In her statement, Rep. Stefanik said Speaker Pelosi is an “authoritarian who has broken the People’s House,” but also said she’s a “lame duck” Speaker.

Rep. Stefanik said Speaker Pelosi was made aware of potential Capitol security threats in December 2020, and chose not to act on that knowledge.

“It is a fact that the U.S. Capitol Police raised concerns and rather than providing them with support and the resources that they needed and deserved, she prioritized her partisan political optics over her safety,” Rep. Stefanik said.

SECURITY AUTHORITY

Congressional leadership, including the Speaker of the House, are not responsible for security at the U.S. Capitol. According to the Associated Press, the Capitol Police are overseen by the Architect of the Capitol, the House and Senate Sergeants at Arms and committees from both the House and Senate. The most direct control any member of Congress not on those committees has over the Capitol Police is in budget proceedings. The Speaker of the House traditionally does not sit on any committees, and Speaker Pelosi is not a member of any House committee.

TRUMP RALLY

In her statement, Rep. Stefanik did not address the involvement of then-President Donald J. Trump or his supporters in the riots. On the morning of Jan. 6, Mr. Trump spoke outside the White House and encouraged his supporters to march on the Capitol to protest the certification of President Joseph R. Biden’s victory in the 2020 election. Many of the people who then broke into the Capitol that afternoon wore Trump merchandise, flew Trump flags and video recordings of that day show many of them chanted slogans in support of Mr. Trump.

People who broke into the Capitol have since said they were spurred on by Mr. Trump’s speech, and believed the election certification on Jan. 6 was a fraud they had to stop.

Republicans have pushed against any investigations into the Jan. 6 attack, with Senate Republicans voting down a resolution that would have created a bipartisan committee of equal Republicans and Democrats in May.

GOP NOMINEES

Rep. McCarthy later agreed to send five Republicans to a select committee in early July, but Speaker Pelosi rejected two of his choices, leading him to pull all five nominees.

That leaves noted anti-Trump Reps. Elizabeth L. Cheney, R-Wyo., and Adam D. Kinzinger, R.-Il. as the only Republicans on the committee.

“The reason why Nancy Pelosi is refusing to seat accomplished and well-respected hardworking Republicans like Jim Jordan and Jim Banks is because she doesn’t want the American people to know the truth or learn the facts,” Rep. Stefanik said. “She doesn’t want a fair or bipartisan investigation, she wants a political one.”

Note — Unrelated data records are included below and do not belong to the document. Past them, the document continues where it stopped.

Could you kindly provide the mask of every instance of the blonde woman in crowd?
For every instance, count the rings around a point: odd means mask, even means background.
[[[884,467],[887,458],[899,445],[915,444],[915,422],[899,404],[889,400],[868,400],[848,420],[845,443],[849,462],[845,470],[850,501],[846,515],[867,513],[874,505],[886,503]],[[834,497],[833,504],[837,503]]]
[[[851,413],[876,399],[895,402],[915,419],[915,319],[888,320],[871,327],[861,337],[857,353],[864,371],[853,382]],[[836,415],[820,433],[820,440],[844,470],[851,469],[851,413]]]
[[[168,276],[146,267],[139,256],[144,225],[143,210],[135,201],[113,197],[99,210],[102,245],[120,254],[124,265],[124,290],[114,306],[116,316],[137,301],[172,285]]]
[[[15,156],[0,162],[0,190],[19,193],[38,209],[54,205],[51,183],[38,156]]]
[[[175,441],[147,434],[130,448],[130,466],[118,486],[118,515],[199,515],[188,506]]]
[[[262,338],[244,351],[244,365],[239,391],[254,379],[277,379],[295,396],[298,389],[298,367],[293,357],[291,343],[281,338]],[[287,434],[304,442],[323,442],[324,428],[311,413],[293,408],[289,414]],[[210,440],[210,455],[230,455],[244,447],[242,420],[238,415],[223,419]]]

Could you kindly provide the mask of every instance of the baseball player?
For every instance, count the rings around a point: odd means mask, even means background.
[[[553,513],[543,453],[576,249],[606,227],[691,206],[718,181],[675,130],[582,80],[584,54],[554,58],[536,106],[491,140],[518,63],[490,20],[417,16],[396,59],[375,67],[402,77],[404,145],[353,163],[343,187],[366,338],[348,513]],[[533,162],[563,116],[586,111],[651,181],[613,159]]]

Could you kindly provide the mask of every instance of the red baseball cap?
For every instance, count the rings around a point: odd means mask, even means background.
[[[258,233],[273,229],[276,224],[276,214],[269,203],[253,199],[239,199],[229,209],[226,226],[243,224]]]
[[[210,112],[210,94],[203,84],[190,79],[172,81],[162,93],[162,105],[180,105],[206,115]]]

Speaker Pelosi has said Reps. Jordan, R-Ohio and Banks, R-Ind., have made statements and taken actions that she believes would impact the integrity of the committee. Both men voted against certifying President Biden’s electoral victory on Jan. 6, and have pushed back against a Congressional investigation into that day’s events.

PURTORTI RESPONDS

In a statement sent Tuesday, one of Rep. Stefanik’s Democratic challengers in the 2022 election cycle, Matthew F. Putorti, decried her speech as gaslighting – manipulating and lying to someone to convince them to question their own sanity.

“Elise Stefanik’s speech blaming Speaker Pelosi for the January 6th attack on the Capitol is a dangerous attempt to distract the American people from her own endorsement of the Big Lie, which led to an armed attack resulting in the death of police officers and threatening the very foundation of our democracy,” Mr. Putorti said. “Elise is gaslighting and trying to divide, and her statement is the reason people are so disenchanted with our politics.”

According to the AP, in Tuesday’s testimony Capitol and D.C. Metropolitan police officers recounted their harrowing ordeals on Jan. 6 – of being crushed, tased, heckled and beaten by rioters, all wearing Trump merchandise and shouting in support of the former President.

DEFENDING THE ENTRANCE

Capitol Police officer Harry Dunn recounted how his friend had sent him a message showing a plan of attack, drafted by supporters of the former president, to attack the Capitol, but had heard no news of any planned violence from his senior officers in the Capitol Police.

“Looking back now it seemed to foreshadow what happened later, though we had not received any threat warnings from our chain of command,” he told the committee Tuesday morning.

Capitol Police officer Aquilino Gonell recounted how he was crushed by Capitol rioters as he defended the building from attack.

“I thought ‘This is how I’m going to die, defending this entrance,” Mr. Gonell said.

After wrapping up Tuesday’s hearing, Rep. Bennie G. Thompson, D-Miss., told reporters the committee’s membership will spend the next few weeks putting together the officers’ testimony and reviewing it. He said members would be working from their districts as Congress prepares to enter August recess, but noted the committee may call members back early for another hearing.